A child’s mind is very flexible. They often are willing to accept what most adults don’t.

Acknowledge Negative Feelings

If your typical child expresses his anger or frustration at your autistic child, understand that is quite normal. Sibling rivalry is quite common, but when it comes to siblings of autistic children, we often expect them not to show any negative feelings. That’s unfair for the sibling.

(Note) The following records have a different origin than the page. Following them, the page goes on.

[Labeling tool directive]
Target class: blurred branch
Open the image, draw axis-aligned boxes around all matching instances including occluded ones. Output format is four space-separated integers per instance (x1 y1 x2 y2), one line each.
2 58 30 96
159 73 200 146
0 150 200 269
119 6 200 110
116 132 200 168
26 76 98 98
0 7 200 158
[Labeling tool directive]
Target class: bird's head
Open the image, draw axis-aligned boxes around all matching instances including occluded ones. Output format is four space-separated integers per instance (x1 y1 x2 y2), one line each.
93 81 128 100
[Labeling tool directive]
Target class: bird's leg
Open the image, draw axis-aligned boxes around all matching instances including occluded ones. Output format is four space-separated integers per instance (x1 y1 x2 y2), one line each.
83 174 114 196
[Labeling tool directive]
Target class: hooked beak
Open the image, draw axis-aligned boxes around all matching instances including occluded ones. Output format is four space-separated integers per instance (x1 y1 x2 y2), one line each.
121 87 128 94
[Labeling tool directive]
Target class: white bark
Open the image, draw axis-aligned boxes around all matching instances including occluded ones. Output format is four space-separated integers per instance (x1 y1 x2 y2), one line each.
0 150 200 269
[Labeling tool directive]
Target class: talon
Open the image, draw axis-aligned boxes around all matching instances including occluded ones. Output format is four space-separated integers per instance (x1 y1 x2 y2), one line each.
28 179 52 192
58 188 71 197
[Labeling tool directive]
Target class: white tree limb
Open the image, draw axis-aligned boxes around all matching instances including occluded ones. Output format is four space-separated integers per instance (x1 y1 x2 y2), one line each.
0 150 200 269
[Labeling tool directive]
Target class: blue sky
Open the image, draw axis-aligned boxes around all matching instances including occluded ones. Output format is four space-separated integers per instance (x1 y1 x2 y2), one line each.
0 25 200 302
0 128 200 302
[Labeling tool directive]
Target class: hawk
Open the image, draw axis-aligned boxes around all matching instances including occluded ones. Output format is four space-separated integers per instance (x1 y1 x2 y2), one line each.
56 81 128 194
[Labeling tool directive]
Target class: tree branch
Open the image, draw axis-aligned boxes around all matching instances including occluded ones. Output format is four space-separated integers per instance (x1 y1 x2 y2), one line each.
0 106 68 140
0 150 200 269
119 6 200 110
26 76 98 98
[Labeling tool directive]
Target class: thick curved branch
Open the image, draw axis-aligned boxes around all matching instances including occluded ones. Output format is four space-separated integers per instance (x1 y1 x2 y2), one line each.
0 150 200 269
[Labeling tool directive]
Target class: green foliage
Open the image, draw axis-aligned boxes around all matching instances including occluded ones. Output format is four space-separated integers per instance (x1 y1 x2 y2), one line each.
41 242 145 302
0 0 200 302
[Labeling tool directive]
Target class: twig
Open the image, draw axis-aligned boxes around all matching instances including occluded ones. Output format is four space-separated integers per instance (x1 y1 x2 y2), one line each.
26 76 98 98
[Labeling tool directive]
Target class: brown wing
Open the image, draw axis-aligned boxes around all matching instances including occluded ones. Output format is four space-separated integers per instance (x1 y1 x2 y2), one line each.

If your child exhibits any negative feeling, talk to them about the feeling. Find out why they feel the way they do. Could you help make things better? Sometimes a little talk can go a long way in helping your child understand and accept their feelings.

Get them to spend time together

Parents are often very attached to their autistic child. Leaving them alone for just a few minutes gives them anxiety. What is he doing? Is he going to have another meltdown? Will he be able to cope without me? Plus, your autistic child likely has communication issues and might not be able to interact with his siblings the way you would expect.

Think of activities both of them enjoy. Do these more often. Even if they don’t interact with each other, sharing the fun will help them bond. It will pave the later for a better bond in the future.

Be Fair

It’s often easy to let the autistic child get away with things because ‘he doesn’t understand.’ This might not feel like a big thing in the beginning but can sow the seeds of resentment. Try to be fair as you can. Establish rules. Autistic kids do well with rules.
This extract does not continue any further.